Доктор С. попросил подготовить второе заключение о состоянии Лон: врач должен был приехать из Нортгемптона, где она находится сейчас. Похоже, его мнение подтвердилось.
13 июля
Вечером звонил Энди, проверял, известно ли мне что-нибудь, а потом сказал: ему звонила какая-то медсестра и сообщила, что он может поговорить с Лон. Первое, что она сказала: «Энди, приезжай и забери меня отсюда».
22 июля
В каждой небылице, которую сочиняет Лон, есть доля истины, вот как я на это смотрю. Мы должны просто представлять себя на ее месте; в больнице вместе с ней находятся странные люди, очень странные, по сравнению с которыми Лон кажется в некоторой степени нормальной.

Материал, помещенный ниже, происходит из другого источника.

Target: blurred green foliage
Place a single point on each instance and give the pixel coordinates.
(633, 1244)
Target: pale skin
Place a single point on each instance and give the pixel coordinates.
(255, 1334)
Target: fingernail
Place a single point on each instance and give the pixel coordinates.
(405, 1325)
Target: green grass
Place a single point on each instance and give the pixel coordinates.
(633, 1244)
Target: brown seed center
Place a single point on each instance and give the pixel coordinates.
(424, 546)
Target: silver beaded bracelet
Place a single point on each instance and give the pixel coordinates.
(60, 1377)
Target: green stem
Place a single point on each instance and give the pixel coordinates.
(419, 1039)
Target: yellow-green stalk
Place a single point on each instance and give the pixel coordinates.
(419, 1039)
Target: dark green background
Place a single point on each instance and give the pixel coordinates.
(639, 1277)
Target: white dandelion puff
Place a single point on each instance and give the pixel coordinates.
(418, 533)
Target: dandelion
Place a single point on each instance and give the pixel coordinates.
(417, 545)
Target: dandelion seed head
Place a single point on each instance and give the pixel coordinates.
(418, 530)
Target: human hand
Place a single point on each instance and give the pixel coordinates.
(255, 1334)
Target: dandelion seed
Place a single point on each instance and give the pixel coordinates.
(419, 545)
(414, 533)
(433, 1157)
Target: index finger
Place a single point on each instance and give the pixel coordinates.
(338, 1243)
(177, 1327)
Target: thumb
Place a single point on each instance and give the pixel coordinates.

Лон спрашивала о Дэйве или Йохане, будучи в тюрьме; она прорабатывала свои варианты – и беспокоилась, не понимая, есть ли они у нее вообще. Энди ясно дал понять, что не примет ее обратно.
В больнице сказали, что я не смогу посещать Лон, пока она не будет стабильна. Спрашивали о ситуации с Министерством внутренних дел; психиатрическая служба Сток-он-Трента контактирует с больницей.
Лон спросила меня: «Где я теперь буду, Кен?» Я ответил, что мой план – позитивно думать о ее будущем. Лон очень хочет получить свободу, но еще больше она хочет одного: вернуть свою малышку и иметь возможность качать ее на колене.
16 августа 2008 года.
Развод состоялся
Энди говорит, что мы с ним еще можем быть друзьями. Кто может быть ему другом? Он снова уезжает в Испанию.
Прошло четыре года с тех пор, как Лон вышла замуж за Энди и переехала в Англию, мечтая о будущем и о своей семье – особенно это касалось сестер. Она верила, что после адской жизни, оскорблений и насилия со стороны родственников, мужчин в ее окружении, мужчин вообще и ее собственного пренебрежения собой она сделала большой шаг к осуществлению своей мечты. Четыре года назад она, наконец, получила британскую визу, пропуск в свое будущее на Западе. Она была на пути к новой жизни, далекой от прозябания в нищете, которую она познала в Таиланде.
Как это ни трагично, ее мечты превратились в непрекращающийся кошмар, от которого она, возможно, только сейчас стала пробуждаться. Крайне неудачный брак с Энди, эмоционально неуравновешенным британцем, который каждый вечер наливался пивом до бровей. Он всю жизнь жил «на пособие», не мог удержаться ни на одной работе и не имел ни заинтересованности, ни каких-либо реальных обязательств по обеспечению Лон. Это было только начало. Когда он привез свою миниатюрную и красивую жену-тайку в Соединенное Королевство, где мог хвастаться ею (ни одна британка, пребывающая в здравом уме, не обратила бы на него внимания), она была уязвима и всецело находилась в его власти, которой он мог злоупотреблять. Он часто говорил ей, что если она не будет слушаться, то он откажет ей в содержании (что в конце концов и сделал) и вернет ее в Таиланд.
«Как все меняется». Лон, апрель 2008 года, 28 лет.
Лон, лето 1999 года, 19 лет.
Когда Энди бросил Лон и она забеременела от бангладешца, она оказалась совершенно одна, без средств, в чужой стране, отчаянно нуждаясь в помощи. Перестав принимать психотропные средства в период беременности, чтобы не подвергать опасности ребенка, да и после родов, она обнаружила, что ни один врач не хочет прописать ей лекарства. Все отрицают ее болезнь, несмотря на галлюцинации, бред, голоса, которые ее мучают, и симптомы острого самоуничижения. Отказ в необходимых ей психотропных средствах со стороны британской психиатрической системы позволил ее симптомам шизофрении (гнев, паранойя, бессмысленное повторение слов, мания преследования и др.) выйти из-под контроля, мешая нормальной жизни. Это было особенно трагично для молодой женщины, которая всегда отличалась разумностью и трудолюбием. Хроническая депрессия завладела ее жизнью. Лон стала клинически депрессивной хронической шизофреничкой, представлявшей опасность для самой себя и других. Она больше не контролировала свои мысли и действия. Лон потеряла разум и утратила возможность осуществить свои мечты. Казалось, ее жизнь разбита навсегда. Ребенка забрали и передали на удочерение. Прошло целых пятнадцать месяцев после родов, и только тогда ее стали лечить медикаментами, в которых она нуждалась для возвращения к нормальной жизни.